Fig. 16.1
(a) Periarticular soft-tissue calcification in a 16-year-old female with scleroderma. (b) Sheetlike soft-tissue calcification in a different patient with scleroderma
Systemic lupus erythematosus patients may develop periarticular or soft tissue calcification (Fig. 16.2). Calcification can occasionally ulcerate and become secondarily infected.
Fig. 16.2
Periarticular calcification within the volar soft tissues, calcinosis cutis, overlying the distal phalanx thumb in a 27-year-old female patient with SLE
Other connective tissue diseases which contribute to soft tissue calcification include dermatomyositis and polymyositis. Fascial calcifications are almost invariably secondary to the closely related diseases of dermatomyositis and polymyositis. Each of these entities is an uncommon idiopathic inflammatory myopathy. During healing from episodes of myositis, calcifications develop in areas of necrosis (granulomatous changes incorporating calcium) involving the fascial planes and sometimes the subcutaneous tissues. Calcification develops with recurrent myositis. Radiographically, this manifests as numerous small densities in the appendicular skeleton that go on to coalesce and become sheetlike in appearance along ligaments, tendons, and fascial planes and is termed calcinosis universalis (Fig. 16.3).
Fig. 16.3
Dermatomyositis with sheetlike subcutaneous calcification (arrows) over the medial margin distal tibia in a 57-year-old male patient on (a) radiograph and (b) ultrasound demonstrating calcification as linear hyperechoic bands
Crystal Depositional Diseases
Calcium pyrophosphate depositional disease (CPPD), hydroxyapatite depositional disease (HADD), and gout are reviewed in detail in Chap. 8. Calcific tendinosis is most commonly related to the deposition of hydroxyapatite calcific deposits in dystrophic tendons (Fig. 16.4). This is commonly seen around the shoulder, hip, elbow, and wrist. CPPD crystal deposition can occur in hyaline and fibrocartilage. Classically involved areas include the wrist (triangular fibrocartilage), pubic symphysis, knee (hyaline cartilage and meniscus), hip, and shoulder (Fig. 16.5). Calcification can also occur in the rotator cuff muscle secondary to pyrophosphate crystals.

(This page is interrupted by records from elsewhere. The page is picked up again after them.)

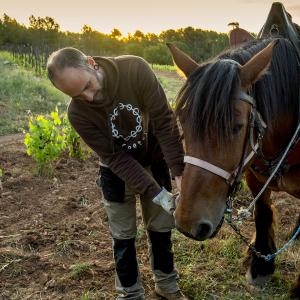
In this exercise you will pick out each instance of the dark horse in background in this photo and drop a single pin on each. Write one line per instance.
(215, 107)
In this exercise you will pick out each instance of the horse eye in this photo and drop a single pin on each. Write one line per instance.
(237, 128)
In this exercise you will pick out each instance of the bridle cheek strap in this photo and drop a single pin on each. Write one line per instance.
(229, 177)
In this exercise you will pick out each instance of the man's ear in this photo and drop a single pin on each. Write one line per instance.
(90, 61)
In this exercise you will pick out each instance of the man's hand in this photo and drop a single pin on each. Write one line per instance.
(178, 182)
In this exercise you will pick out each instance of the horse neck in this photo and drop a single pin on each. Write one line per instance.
(278, 135)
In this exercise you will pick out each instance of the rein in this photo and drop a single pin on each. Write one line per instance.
(233, 179)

Calcified tophi in gout appear as periarticular soft tissue calcification of variable density (Fig. 16.6).
Fig. 16.4
(a) Thickened tendonotic distal Achilles with intratendinous calcification (arrows). (b) 50-year-old female patient with Pellegrini-Stieda lesion (calcification within dystrophic medial collateral ligament posttrauma) and (c) supraspinatus tendon calcification
Fig. 16.5
Chondrocalcinosis with calcification of an extruded medial meniscus (arrow) and calcification articular cartilage (arrowhead)
Fig. 16.6
An 87-year-old male with polyarticular gout demonstrating high attenuation gout tophi on the medial margin first TMTJ and MTPJ (arrows)
Tumoral Calcinosis
Tumoral calcinosis is an uncommon familial entity characterized by the presence of large lobulated masses of calcifications located in the subcutaneous juxta-articular soft tissues and extensor aspect of the extremities (Fig. 16.7). While the majority of individuals are asymptomatic, diminished range of motion is a known complication from large juxta-articular masses as well as neuropathic symptoms due to compression of nearby nerves. Lesions develop in the first two decades, commonly in the locations of known bursae around the hip, elbow, and shoulder. Deposits are often cystic and are composed primarily of calcium hydroxyapatite crystals. Calcium levels are normal, and there is often a mild hyperphosphatemia. Patients may develop associated periosteal reaction, a CPPD-like arthropathy and dental abnormalities. Tumoral calcinosis mimics include the many etiologies of metastatic calcifications, most commonly chronic renal failure.